Mac Pro - no expandable memory per Gurman

dada_dave · Mar 12, 2023

Yoused said:
10E ±38? That is PF large/small. The observable universe is ~9E+26 meters; the Planck length is 1.6E-35 meters. If you need values exceeding those, wth are you calculating? FP32 is weak in mantissa, but its range is pretty damn wide.

Very small probabilities that need to be integrated over a wide range of possibilities … the difference between 10E-39 and 0 becomes important.

dada_dave · Mar 12, 2023

dada_dave said:
Very small probabilities that need to be integrated over a wide range of possibilities … the difference between 10E-39 and 0 becomes important.

I should clarify that the actual probabilities being integrated over were bigger than 10E-39 (well most of the time) but during the calculation of those probabilities various sub calculations could be smaller and the normal trick of taking logs to avoid this wouldn‘t really work given the structure of the calculations.

theorist9 · Mar 12, 2023

Yoused said:
10E ±38? That is PF large/small. The observable universe is ~9E+26 meters; the Planck length is 1.6E-35 meters. If you need values exceeding those, wth are you calculating? FP32 is weak in mantissa, but its range is pretty damn wide.

If you'd like some toy examples showing how you can get such small numbers (which may have nothing to do with GPU computing, but are at least mathematically concrete), consider:

g(x) = x^6
g(10^–6) = 10^–36

f(x) = x^2/2 + cos(x) – 1
f(10^–9) ≈ 4 * 10^–38

dada_dave · Mar 12, 2023

theorist9 said:
If you'd like some toy examples showing how you can get such small numbers (which may have nothing to do with GPU computing, but are at least mathematically concrete), consider:

f(x) = x^2/2 + cos(x) – 1
f(10^–9) ≈ 4 * 10^–38

g(x) = x^6
g(10^–6) = 10^–36

However if f and g are intermediate values a good trick can be to calculate the log instead and the reconvert when you have a larger number. There are various versions of this trick and it won’t always be practical depending on what you’re doing, but it can help with both precision and range for very small and very large numbers.

theorist9 · Mar 12, 2023

dada_dave said:
However if f and g are intermediate values a good trick can be to calculate the log instead and the reconvert when you have a larger number. There are various versions of this trick and it won’t always be practical depending on what you’re doing, but it can help with both precision and range for very small and very large numbers.

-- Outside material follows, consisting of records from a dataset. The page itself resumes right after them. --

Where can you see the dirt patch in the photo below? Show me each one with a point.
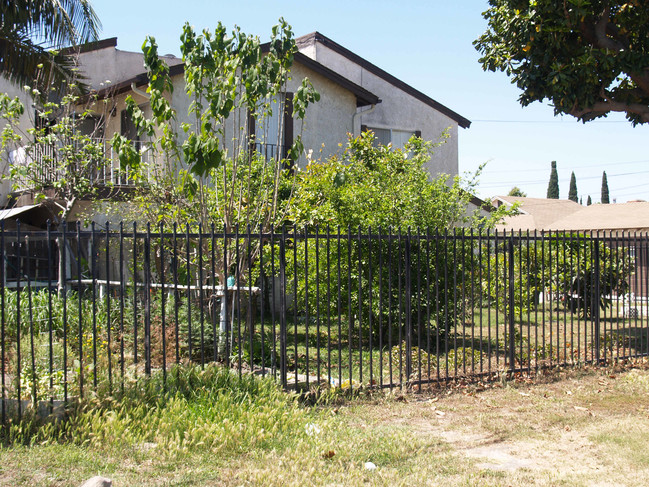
(550, 428)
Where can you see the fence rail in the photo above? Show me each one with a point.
(89, 309)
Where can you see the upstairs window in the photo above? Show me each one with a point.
(398, 138)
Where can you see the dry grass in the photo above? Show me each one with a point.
(572, 427)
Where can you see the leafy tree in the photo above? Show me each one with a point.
(553, 184)
(572, 193)
(564, 266)
(376, 189)
(516, 191)
(605, 197)
(31, 32)
(61, 160)
(588, 58)
(203, 166)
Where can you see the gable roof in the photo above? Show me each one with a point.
(564, 215)
(90, 46)
(535, 213)
(313, 37)
(363, 96)
(632, 216)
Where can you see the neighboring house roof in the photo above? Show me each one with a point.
(314, 37)
(564, 215)
(534, 213)
(633, 217)
(363, 96)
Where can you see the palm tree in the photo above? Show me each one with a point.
(33, 31)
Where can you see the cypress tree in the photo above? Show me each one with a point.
(605, 200)
(553, 185)
(572, 194)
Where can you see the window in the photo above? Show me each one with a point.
(398, 138)
(268, 130)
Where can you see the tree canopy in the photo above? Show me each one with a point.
(588, 58)
(572, 193)
(31, 32)
(553, 184)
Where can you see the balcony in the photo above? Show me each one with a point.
(46, 162)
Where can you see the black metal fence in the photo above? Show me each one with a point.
(90, 309)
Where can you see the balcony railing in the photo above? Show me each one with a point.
(45, 161)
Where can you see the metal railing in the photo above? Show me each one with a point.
(310, 307)
(45, 158)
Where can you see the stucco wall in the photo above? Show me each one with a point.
(397, 110)
(114, 65)
(26, 122)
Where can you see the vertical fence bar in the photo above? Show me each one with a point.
(273, 299)
(317, 300)
(79, 309)
(306, 303)
(190, 338)
(370, 263)
(282, 311)
(446, 291)
(295, 301)
(472, 300)
(135, 318)
(237, 264)
(380, 313)
(328, 308)
(390, 242)
(350, 317)
(174, 263)
(399, 315)
(50, 320)
(30, 308)
(147, 300)
(597, 298)
(122, 291)
(480, 299)
(462, 311)
(455, 266)
(418, 303)
(225, 324)
(163, 316)
(340, 326)
(262, 289)
(93, 293)
(3, 323)
(511, 311)
(360, 308)
(108, 316)
(250, 321)
(201, 297)
(215, 334)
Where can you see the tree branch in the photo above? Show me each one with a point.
(602, 107)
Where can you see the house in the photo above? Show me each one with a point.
(533, 213)
(355, 95)
(617, 225)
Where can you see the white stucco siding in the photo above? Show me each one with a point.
(323, 130)
(25, 123)
(398, 110)
(327, 121)
(113, 65)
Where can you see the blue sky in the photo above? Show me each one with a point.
(429, 46)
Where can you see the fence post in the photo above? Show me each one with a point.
(282, 306)
(595, 297)
(510, 311)
(408, 309)
(147, 299)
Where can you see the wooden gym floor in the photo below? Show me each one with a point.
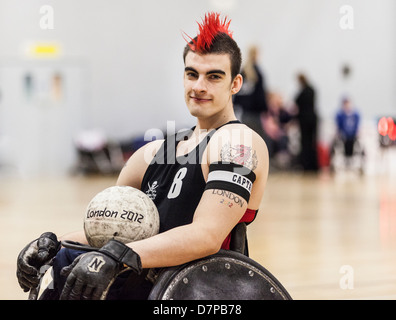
(323, 237)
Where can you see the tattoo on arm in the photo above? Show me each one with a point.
(239, 154)
(233, 198)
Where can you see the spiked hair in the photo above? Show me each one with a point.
(214, 37)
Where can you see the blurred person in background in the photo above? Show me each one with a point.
(252, 98)
(275, 124)
(347, 122)
(308, 122)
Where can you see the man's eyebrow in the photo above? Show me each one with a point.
(216, 71)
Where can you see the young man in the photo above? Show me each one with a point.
(207, 180)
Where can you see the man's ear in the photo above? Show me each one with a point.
(237, 84)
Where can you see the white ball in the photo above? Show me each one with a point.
(122, 213)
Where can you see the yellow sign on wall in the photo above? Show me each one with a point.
(44, 50)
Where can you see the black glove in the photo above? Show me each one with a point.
(90, 274)
(36, 254)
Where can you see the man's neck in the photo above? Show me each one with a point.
(215, 121)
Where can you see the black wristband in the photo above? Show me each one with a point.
(122, 254)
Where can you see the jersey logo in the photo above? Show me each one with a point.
(152, 192)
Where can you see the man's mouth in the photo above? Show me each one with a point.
(200, 99)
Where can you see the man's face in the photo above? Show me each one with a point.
(208, 87)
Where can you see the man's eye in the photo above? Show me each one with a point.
(214, 77)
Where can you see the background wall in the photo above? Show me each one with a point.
(121, 65)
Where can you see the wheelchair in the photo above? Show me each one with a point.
(226, 275)
(347, 154)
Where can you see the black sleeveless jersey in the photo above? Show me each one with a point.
(176, 184)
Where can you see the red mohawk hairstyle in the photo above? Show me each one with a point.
(214, 37)
(210, 27)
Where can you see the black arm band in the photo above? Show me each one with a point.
(231, 177)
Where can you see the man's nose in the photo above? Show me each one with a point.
(200, 85)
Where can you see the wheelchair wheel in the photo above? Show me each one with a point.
(226, 275)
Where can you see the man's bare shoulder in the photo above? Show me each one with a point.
(239, 144)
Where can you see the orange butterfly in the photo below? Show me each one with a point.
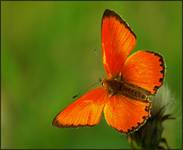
(124, 95)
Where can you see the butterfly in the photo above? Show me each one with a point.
(124, 95)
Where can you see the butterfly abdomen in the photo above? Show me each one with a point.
(116, 87)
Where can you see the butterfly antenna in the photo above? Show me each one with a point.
(87, 88)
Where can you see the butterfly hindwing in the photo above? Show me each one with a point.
(117, 42)
(126, 114)
(144, 69)
(86, 111)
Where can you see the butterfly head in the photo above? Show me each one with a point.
(113, 85)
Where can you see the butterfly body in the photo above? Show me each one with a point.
(124, 94)
(118, 86)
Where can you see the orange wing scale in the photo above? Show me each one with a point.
(125, 114)
(86, 111)
(144, 69)
(117, 42)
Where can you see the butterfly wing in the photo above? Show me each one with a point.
(117, 42)
(144, 69)
(86, 111)
(126, 114)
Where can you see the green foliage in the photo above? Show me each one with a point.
(51, 51)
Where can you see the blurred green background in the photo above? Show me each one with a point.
(50, 51)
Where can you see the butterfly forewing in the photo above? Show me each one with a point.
(144, 69)
(117, 42)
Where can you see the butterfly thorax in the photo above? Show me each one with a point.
(118, 86)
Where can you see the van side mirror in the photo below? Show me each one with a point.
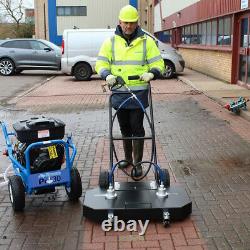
(47, 49)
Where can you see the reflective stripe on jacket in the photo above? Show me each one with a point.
(118, 58)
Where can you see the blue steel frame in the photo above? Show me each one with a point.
(52, 20)
(40, 180)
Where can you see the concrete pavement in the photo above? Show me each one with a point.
(204, 146)
(215, 89)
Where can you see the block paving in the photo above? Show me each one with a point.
(205, 148)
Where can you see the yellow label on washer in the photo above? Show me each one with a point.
(52, 152)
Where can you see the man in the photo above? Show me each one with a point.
(130, 52)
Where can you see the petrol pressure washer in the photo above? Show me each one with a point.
(155, 199)
(38, 156)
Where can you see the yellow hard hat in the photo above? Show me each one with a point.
(128, 14)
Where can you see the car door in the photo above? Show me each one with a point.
(19, 51)
(43, 55)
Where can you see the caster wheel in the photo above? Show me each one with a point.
(16, 192)
(75, 190)
(166, 223)
(104, 179)
(166, 178)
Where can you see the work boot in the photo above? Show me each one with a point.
(127, 147)
(138, 154)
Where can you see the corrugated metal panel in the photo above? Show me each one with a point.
(99, 14)
(169, 6)
(205, 9)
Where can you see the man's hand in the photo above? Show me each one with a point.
(146, 77)
(110, 80)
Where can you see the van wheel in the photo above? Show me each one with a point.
(169, 70)
(82, 72)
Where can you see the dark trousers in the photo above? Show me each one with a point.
(131, 122)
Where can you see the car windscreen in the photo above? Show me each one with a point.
(16, 44)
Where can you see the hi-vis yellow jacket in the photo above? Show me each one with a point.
(119, 58)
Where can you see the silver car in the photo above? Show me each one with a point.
(26, 54)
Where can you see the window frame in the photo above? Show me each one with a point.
(74, 11)
(210, 38)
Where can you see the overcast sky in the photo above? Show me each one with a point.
(29, 3)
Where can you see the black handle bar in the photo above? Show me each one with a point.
(120, 82)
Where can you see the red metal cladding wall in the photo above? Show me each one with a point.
(205, 9)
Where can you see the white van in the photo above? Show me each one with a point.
(80, 48)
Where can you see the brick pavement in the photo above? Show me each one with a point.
(205, 147)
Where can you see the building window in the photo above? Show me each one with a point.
(71, 11)
(224, 31)
(213, 32)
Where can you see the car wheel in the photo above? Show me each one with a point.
(7, 67)
(82, 72)
(169, 70)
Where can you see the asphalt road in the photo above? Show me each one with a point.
(12, 86)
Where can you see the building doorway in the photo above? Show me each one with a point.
(244, 51)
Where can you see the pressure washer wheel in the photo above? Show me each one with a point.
(16, 192)
(166, 178)
(104, 179)
(75, 189)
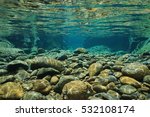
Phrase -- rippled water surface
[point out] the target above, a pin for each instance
(76, 20)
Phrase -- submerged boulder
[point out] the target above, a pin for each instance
(77, 90)
(11, 90)
(135, 70)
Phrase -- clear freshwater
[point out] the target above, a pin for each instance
(69, 24)
(75, 49)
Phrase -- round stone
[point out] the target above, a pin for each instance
(147, 79)
(127, 89)
(11, 90)
(32, 95)
(77, 90)
(135, 70)
(130, 81)
(94, 69)
(17, 64)
(54, 80)
(42, 86)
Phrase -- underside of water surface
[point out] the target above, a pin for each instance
(75, 49)
(68, 24)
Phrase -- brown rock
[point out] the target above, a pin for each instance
(105, 73)
(39, 62)
(135, 70)
(111, 85)
(11, 90)
(94, 69)
(42, 86)
(130, 81)
(99, 88)
(77, 90)
(54, 80)
(117, 74)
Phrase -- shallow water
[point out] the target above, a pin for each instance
(73, 23)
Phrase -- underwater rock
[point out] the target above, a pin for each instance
(135, 70)
(105, 96)
(111, 86)
(42, 86)
(22, 75)
(62, 57)
(42, 72)
(11, 90)
(144, 88)
(40, 50)
(130, 81)
(94, 69)
(105, 73)
(4, 79)
(77, 90)
(17, 64)
(127, 89)
(32, 95)
(80, 51)
(115, 95)
(54, 80)
(62, 81)
(3, 72)
(147, 79)
(117, 74)
(27, 85)
(39, 62)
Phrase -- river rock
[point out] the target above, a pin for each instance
(4, 79)
(17, 64)
(3, 72)
(130, 81)
(42, 72)
(32, 95)
(135, 70)
(127, 89)
(77, 90)
(94, 69)
(39, 62)
(80, 50)
(114, 94)
(42, 86)
(22, 75)
(99, 88)
(11, 90)
(147, 79)
(54, 80)
(62, 81)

Sure. I imagine that's what Mathematica does when it calculates, say, 10^(–10^9) * 10^(–10^9) = 10^–(2*10^9). I just wanted to give a couple of toy examples showing how even simple calculations can give very small numbers.

leman · Mar 13, 2023

Yeah, if your computation involves values that small, you are pretty much screwed with the standard FP math

That requires some advanced solutions and exact understanding of numerics

theorist9 · Mar 13, 2023

To put this into context for those reading this who may not be familiar with FP32, FP64, etc.:

You may get the (mis)impression from this discussion that the FP64 data type corresponds to ultra-high-precision numbers needed only for the most abstruse or specialized types of calculations, and that the ability to do computations natively with such precision is found only in specialized data center*/workstation hardware.

That's actually not the case at all. In fact, FP64 (equivalent to a "double" in C/C++) is the default capability of most bog-standard CPUs, and translates to only about 16 digits of decimal precision. [FP64 has 64 bits, 53 of which are allocated to the "significand", which is the number in front of the exponent (e.g., "1.2345..." in "1.2345... x 10^-12"). And 53 binary digits is equivalent to 53 x ln(2)/ln(10) = 15.956... ≈16 decimal digits.]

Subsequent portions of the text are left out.